Juniper shares rose 5.1 percent at 7:59 p.m. New York time after closing at $21.83. The stock had gained 1.5 percent since Kheradpir stepped down on Nov. 10 through Tuesday’s close.
The company had a fourth-quarter net loss of $769.6 million, or $1.81 a share, as it took the impairment charge.
Rahim has overseen development of some of Juniper’s most successful products since joining the company in 1997, said Doug Murray, a former Juniper executive who is now CEO of Big Switch Networks Inc.
New competitors such as Arista Networks Inc. and VMware Inc. have established themselves as leaders in the approach known as software-defined networking.
Stuart Jeffrey, an analyst at Nomura Securities International Inc., expects Juniper’s software-based products to lift sales in the second half of the year, he wrote in a recent note.

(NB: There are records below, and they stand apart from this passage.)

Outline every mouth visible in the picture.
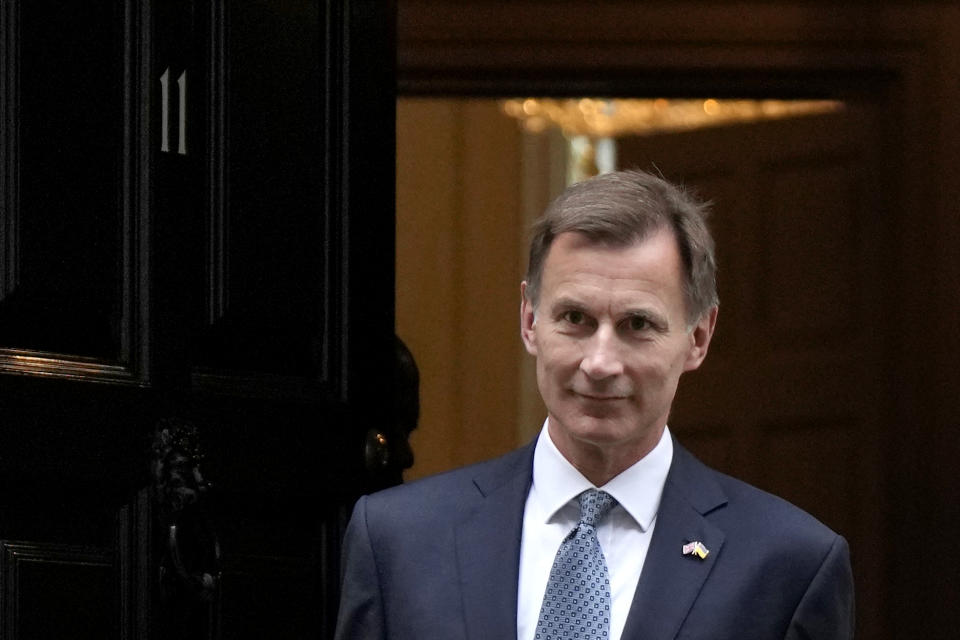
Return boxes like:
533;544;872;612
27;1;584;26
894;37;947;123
573;391;627;402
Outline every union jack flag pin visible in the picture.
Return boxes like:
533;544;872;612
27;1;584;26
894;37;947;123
683;540;710;560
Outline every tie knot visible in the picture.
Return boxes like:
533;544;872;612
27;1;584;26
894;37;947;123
580;489;617;527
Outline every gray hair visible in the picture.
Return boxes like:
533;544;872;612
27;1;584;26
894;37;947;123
526;170;719;326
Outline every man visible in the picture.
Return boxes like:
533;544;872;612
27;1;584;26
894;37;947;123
337;171;853;640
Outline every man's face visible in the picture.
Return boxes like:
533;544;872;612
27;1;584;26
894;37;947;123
521;230;716;468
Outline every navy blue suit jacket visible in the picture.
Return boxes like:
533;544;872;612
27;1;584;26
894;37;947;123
336;442;853;640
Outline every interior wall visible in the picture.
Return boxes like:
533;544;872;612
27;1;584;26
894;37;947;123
396;98;542;480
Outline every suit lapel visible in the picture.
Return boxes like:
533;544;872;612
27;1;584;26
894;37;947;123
623;440;726;640
456;445;533;640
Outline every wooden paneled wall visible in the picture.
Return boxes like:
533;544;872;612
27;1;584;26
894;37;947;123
396;99;542;479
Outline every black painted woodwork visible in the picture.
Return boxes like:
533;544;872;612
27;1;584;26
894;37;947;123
0;0;395;640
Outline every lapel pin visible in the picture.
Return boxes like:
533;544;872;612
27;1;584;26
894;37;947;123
683;540;710;560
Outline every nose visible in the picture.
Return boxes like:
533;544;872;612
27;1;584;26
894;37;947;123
580;325;623;380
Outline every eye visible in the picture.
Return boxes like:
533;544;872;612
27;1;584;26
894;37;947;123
627;316;651;331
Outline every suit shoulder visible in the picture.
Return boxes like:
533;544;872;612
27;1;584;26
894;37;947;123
711;470;838;548
675;447;838;549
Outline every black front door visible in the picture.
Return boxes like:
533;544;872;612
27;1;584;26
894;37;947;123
0;0;395;640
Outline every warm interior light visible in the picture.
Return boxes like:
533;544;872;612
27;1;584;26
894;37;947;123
501;98;843;138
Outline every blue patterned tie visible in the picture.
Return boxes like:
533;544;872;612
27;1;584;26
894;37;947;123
535;489;616;640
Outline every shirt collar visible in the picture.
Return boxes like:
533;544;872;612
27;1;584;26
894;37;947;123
531;422;673;531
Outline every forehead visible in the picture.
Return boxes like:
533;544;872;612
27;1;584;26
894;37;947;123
543;229;684;306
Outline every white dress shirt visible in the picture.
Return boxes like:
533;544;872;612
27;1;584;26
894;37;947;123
517;422;673;640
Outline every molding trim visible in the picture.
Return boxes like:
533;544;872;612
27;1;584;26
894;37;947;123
0;0;20;301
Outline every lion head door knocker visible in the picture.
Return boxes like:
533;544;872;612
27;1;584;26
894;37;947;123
152;419;221;602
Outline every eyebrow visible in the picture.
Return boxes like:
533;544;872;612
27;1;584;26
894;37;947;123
550;296;670;329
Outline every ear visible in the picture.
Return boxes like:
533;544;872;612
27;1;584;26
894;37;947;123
520;280;537;356
683;307;719;371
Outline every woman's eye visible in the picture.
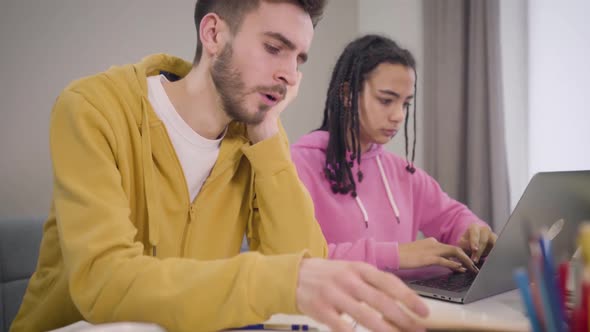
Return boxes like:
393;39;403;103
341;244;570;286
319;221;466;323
264;44;281;54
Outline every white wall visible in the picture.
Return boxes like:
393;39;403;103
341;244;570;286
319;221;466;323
529;0;590;175
497;0;530;210
356;0;424;167
0;0;357;219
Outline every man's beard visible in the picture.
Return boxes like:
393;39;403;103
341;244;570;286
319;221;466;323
211;44;286;125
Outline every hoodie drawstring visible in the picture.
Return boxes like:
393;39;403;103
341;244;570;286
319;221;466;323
354;195;369;228
377;155;400;224
354;155;400;228
141;99;160;257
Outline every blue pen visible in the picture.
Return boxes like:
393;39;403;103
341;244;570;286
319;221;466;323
531;241;558;332
514;268;543;332
231;324;315;331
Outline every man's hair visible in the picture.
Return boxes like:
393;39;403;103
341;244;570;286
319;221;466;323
318;35;418;197
193;0;327;64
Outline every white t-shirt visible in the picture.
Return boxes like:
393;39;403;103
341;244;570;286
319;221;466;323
147;75;225;202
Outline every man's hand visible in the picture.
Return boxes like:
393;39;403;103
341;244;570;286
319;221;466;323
398;237;478;272
297;258;428;331
459;224;498;263
248;72;303;144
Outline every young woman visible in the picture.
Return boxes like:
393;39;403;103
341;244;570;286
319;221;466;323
292;35;496;272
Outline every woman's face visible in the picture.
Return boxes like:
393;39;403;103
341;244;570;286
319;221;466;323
359;63;416;152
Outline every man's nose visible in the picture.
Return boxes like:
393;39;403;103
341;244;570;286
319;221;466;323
275;61;297;86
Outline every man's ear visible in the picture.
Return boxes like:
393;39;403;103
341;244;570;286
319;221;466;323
199;13;230;57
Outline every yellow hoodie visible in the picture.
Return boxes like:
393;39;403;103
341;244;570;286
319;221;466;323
12;55;327;331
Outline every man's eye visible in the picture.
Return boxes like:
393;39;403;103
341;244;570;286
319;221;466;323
379;99;392;106
264;44;281;54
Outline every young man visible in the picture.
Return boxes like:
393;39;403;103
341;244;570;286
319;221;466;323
12;0;426;331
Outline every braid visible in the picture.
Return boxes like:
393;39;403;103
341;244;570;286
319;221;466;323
318;35;416;197
404;74;418;174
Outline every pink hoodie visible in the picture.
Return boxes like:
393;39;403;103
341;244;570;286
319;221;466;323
291;131;487;270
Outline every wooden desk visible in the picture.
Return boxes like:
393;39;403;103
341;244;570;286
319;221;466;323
54;290;530;332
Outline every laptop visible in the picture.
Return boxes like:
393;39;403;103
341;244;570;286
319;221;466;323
396;170;590;304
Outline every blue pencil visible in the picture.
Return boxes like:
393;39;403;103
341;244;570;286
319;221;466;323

The company bought back $500 million of its shares during the fourth quarter and said it is committed to purchasing a total of $4.1 billion through 2016.
Elliott, which owned 9.1 percent of Juniper shares as of November, submitted a proposal in December to add three to five new directors to the company’s board, which would enable Juniper to avoid a proxy fight, people with knowledge of the matter said at the time.

Phone Companies

Juniper gets 65 percent of its sales from phone companies, many of which have trimmed their capital budgets because they’ve completed the bulk of the move to 4G cellular networks. Verizon Communications Inc., the largest U.S. wireless carrier and Juniper’s largest single customer, according to a Bloomberg supply-chain analysis, broke with the trend on Jan. 22 by raising its capital spending forecast for 2015 to $17.5 billion to $18 billion this year, from $17 billion.
Still, phone companies may be able to significantly reduce network-equipment costs by moving to software-centric approaches. Mark Sue, an analyst at RBC Capital Markets, said total carrier spending will be little change in 2015 at $208 billion.
A successful transition could also help Juniper to gain share with large Internet companies and corporations that are building their own private clouds. Spending by these cloud providers will increase 14 percent to $41 billion, he wrote.
“Juniper could emerge from the current carrier cycle in a stronger competitive position longer term,” he wrote.
(An earlier version of this story incorrectly listed the timing of the CEO transition.)